In November, NIO sources indicated the consultation could include questions about the statute of limitations.
The idea received support from some Conservative MPs who objected to former soldiers being pursued in relation to cases dating back to the 1970s.
In the Commons last week, senior Conservative backbencher Julian Lewis said it would be a "retrograde step" if the legacy consultation did not consider the proposal.
However, the Irish government and nationalist politicians strongly opposed the inclusion of a statute of limitations proposal in any consultation.
In March, Victims Commissioner Judith Thompson predicted that the consultation would not include what she referred to as the "amnesty" proposal.
At the weekend the DUP leader Arlene Foster said: "The time is now right for the Government to take forward a meaningful consultation which can allow those who have suffered so much to study the detail of its contents.

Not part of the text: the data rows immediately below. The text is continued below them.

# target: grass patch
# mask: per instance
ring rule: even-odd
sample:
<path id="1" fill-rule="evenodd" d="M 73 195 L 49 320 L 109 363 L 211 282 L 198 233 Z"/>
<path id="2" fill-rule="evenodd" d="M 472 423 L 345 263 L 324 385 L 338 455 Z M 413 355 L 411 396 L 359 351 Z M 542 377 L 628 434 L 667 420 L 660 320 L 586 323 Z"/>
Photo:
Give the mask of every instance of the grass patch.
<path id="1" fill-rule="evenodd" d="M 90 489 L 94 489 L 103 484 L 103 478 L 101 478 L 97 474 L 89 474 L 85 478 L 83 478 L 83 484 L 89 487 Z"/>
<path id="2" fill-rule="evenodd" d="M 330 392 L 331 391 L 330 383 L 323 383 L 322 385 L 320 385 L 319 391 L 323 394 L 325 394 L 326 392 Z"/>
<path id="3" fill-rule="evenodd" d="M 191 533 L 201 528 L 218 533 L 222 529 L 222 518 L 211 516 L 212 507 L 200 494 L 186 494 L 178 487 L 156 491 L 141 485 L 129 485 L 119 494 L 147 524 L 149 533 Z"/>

"Most importantly, victims must be able to see that their opinions will shape what emerges at the other end.
"I have told the Government that there is widespread support across the parties to launch the consultation process."
There are indications that the consultation document could be published within days.
It is understood the Stormont parties have initially been asked to endorse the decision to press ahead with the consultation, rather than to comment on its details.
One source said the document mirrors the proposals already published as part of the Stormont House Agreement, although it's thought a suggested Oral History Archive may have been provided with stronger statutory backing.
The Ulster Unionist Justice spokesperson, Doug Beattie, has expressed his "frustration and anger" at how the NIO has handled the proposed consultation.
Mr Beattie said the Ulster Unionists have been asking for meetings with the Northern Ireland Office without success in recent months.
The Upper Bann MLA said he wanted to raise his concerns prior to publication about issues such as the statute of limitations, the definition of a victim and pensions for those injured during the Troubles.
The Ulster Unionists also fear that a new Historical Investigations Unit could effectively operate as "a parallel police force".